Het aantal huishoudens met een laag inkomen is vorig jaar gestegen. Volgens het Centraal Bureau voor de Statistiek (CBS) komt dat voor een groot deel door de toestroom van Syrische vluchtelingen. Daarnaast zaten meer Nederlanders lange tijd in de bijstand.
In totaal 599.000 huishoudens moesten in 2017 rondkomen van een laag inkomen, 27.000 meer dan in het voorgaande jaar. Het aandeel huishoudens dat al meer dan vier jaar onder de lage-inkomensgrens verdient, is de afgelopen jaren ook toegenomen tot 8,2 procent.

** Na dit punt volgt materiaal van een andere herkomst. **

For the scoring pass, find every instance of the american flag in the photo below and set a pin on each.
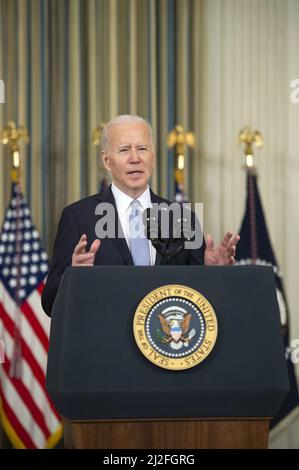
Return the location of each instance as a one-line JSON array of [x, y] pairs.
[[26, 412]]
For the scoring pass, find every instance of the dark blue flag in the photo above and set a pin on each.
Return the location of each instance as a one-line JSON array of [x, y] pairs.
[[255, 247]]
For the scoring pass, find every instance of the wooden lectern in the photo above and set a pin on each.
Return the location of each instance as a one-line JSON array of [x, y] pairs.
[[111, 396]]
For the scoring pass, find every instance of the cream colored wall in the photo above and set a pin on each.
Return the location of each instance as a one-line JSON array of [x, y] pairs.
[[250, 55]]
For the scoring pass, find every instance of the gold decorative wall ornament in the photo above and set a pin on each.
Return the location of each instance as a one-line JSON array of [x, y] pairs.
[[11, 135], [249, 139]]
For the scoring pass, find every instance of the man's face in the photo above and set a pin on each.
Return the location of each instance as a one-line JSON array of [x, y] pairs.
[[130, 157]]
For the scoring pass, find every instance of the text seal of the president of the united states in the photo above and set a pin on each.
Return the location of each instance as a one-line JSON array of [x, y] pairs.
[[175, 327]]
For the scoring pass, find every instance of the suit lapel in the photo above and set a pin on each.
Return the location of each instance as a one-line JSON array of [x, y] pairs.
[[119, 241], [157, 200]]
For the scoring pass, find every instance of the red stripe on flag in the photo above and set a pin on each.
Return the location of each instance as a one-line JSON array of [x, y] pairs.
[[27, 400], [38, 329], [16, 425], [40, 287], [27, 354]]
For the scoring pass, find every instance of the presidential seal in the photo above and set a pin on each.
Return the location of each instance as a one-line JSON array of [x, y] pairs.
[[175, 327]]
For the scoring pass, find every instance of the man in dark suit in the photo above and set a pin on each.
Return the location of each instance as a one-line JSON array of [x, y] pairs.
[[128, 154]]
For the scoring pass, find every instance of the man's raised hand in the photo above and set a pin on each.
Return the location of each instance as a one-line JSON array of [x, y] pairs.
[[81, 257], [225, 253]]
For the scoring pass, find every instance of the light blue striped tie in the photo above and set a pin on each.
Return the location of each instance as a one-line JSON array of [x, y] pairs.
[[139, 244]]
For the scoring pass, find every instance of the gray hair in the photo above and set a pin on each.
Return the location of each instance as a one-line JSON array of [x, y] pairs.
[[123, 118]]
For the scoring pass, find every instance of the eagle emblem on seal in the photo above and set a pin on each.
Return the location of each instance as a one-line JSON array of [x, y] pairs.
[[175, 323]]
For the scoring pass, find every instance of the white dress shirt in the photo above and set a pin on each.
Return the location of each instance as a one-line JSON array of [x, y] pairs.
[[123, 201]]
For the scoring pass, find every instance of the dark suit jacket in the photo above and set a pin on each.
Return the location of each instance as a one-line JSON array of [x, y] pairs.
[[79, 218]]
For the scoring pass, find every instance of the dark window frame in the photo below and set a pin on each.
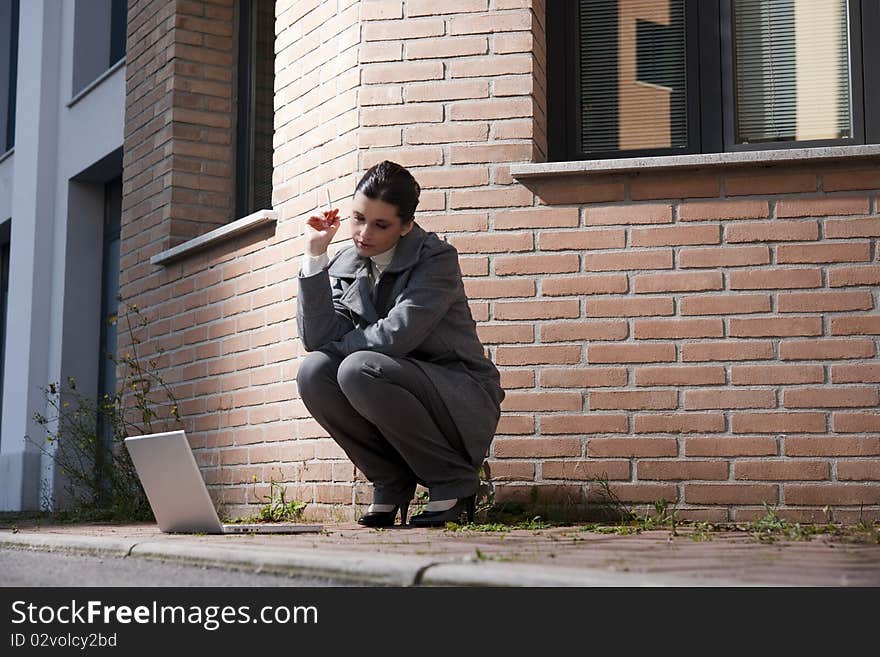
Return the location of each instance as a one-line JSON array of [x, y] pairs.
[[246, 22], [9, 132], [708, 32]]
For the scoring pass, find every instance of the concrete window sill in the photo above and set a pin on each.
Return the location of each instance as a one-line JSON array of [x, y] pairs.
[[673, 163], [230, 230]]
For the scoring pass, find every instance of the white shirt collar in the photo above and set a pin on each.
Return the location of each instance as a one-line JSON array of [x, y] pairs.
[[384, 259]]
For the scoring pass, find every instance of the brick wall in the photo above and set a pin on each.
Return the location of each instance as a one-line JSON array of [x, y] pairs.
[[708, 336]]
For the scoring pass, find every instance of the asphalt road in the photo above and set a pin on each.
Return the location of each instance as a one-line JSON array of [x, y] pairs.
[[38, 568]]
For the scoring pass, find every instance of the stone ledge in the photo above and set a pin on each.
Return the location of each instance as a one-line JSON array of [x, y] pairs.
[[230, 230], [698, 161]]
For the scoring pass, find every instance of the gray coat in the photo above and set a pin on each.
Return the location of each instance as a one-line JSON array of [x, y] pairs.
[[425, 318]]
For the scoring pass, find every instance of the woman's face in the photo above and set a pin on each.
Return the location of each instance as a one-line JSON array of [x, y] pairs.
[[375, 226]]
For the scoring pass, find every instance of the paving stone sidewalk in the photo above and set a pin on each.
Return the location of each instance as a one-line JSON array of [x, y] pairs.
[[558, 556]]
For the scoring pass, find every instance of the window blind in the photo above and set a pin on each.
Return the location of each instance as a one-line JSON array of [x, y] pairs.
[[632, 75], [791, 70]]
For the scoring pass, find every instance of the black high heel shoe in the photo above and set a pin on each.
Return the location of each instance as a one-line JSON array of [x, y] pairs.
[[440, 518], [384, 518]]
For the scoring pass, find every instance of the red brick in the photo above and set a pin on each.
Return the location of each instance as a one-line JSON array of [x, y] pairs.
[[849, 252], [583, 240], [536, 309], [772, 231], [843, 228], [542, 401], [739, 446], [490, 198], [728, 350], [563, 191], [446, 90], [858, 325], [793, 470], [583, 330], [730, 304], [766, 183], [584, 424], [629, 214], [724, 256], [537, 354], [776, 374], [778, 422], [537, 264], [517, 379], [630, 353], [512, 471], [490, 23], [864, 275], [650, 329], [678, 422], [629, 307], [676, 235], [832, 396], [679, 375], [496, 152], [775, 326], [536, 218], [817, 207], [634, 400], [536, 447], [584, 285], [631, 447], [447, 133], [768, 279], [493, 108], [848, 180], [822, 494], [517, 424], [649, 493], [855, 422], [493, 242], [723, 210], [494, 289], [376, 116], [680, 470], [688, 185], [867, 373], [444, 47], [824, 301], [617, 261], [678, 282], [859, 470], [731, 493], [820, 348], [408, 29], [832, 446], [583, 377], [585, 470], [726, 398]]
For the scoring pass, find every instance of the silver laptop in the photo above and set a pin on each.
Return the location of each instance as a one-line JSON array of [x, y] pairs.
[[177, 493]]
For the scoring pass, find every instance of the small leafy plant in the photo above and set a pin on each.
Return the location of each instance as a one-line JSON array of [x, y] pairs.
[[85, 436]]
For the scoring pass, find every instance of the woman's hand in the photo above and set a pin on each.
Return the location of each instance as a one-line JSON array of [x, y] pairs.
[[320, 231]]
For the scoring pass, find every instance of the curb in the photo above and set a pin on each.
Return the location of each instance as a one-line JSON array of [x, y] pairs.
[[356, 567]]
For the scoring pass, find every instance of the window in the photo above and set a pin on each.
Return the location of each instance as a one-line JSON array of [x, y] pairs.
[[8, 71], [663, 77], [254, 106], [99, 39], [109, 309], [5, 230]]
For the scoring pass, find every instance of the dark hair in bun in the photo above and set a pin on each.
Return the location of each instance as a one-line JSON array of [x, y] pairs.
[[391, 183]]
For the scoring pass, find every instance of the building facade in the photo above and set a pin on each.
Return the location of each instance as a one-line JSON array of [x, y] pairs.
[[671, 254], [62, 114]]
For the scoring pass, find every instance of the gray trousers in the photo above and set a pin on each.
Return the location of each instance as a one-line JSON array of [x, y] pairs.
[[391, 422]]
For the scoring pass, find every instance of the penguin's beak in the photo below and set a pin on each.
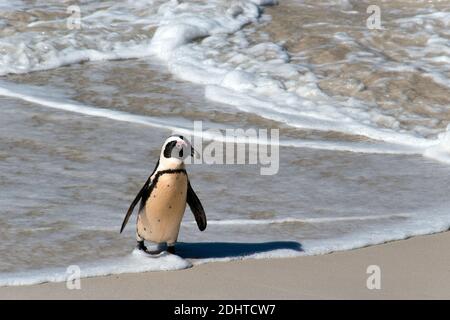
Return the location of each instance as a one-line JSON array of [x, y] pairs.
[[194, 153]]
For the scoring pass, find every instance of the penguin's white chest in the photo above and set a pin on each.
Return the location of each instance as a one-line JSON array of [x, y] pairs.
[[159, 221]]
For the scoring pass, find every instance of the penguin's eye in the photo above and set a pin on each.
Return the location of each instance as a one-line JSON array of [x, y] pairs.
[[169, 149]]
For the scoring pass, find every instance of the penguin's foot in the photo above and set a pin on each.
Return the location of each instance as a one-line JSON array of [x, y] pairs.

Ruim een derde van die toename komt op het conto van vluchtelingen die sinds 2015 een verblijfsvergunning hebben gekregen. Zij zijn vaak afhankelijk van bijstandsuitkering, waardoor hun inkomen onder de grens voor risico op armoede ligt.
Daarnaast signaleert het CBS een toename van het aantal mensen dat langer dan vier jaar van weinig geld moet rondkomen. Het gaat bijvoorbeeld om Nederlanders die in de crisis hun baan hebben verloren en sindsdien geen nieuw werk hebben gevonden.
Dat probleem treft vooral mensen tussen de vijftig en 65 jaar. Deze leeftijdscategorie is dan ook oververtegenwoordigd bij de mensen die langdurig onder de lage-inkomensgrens leven. Bij mensen die de AOW-leeftijd zijn gepasseerd, is de kans op armoede juist het kleinst.
De scheidslijn voor een laag inkomen ligt volgens het CBS op op 1040 euro per maand voor een alleenstaande. Bij een paar met twee kinderen is die ondergrens 1960 euro per maand. Wie minder verdient, loopt volgens het statistiekbureau risico op armoede.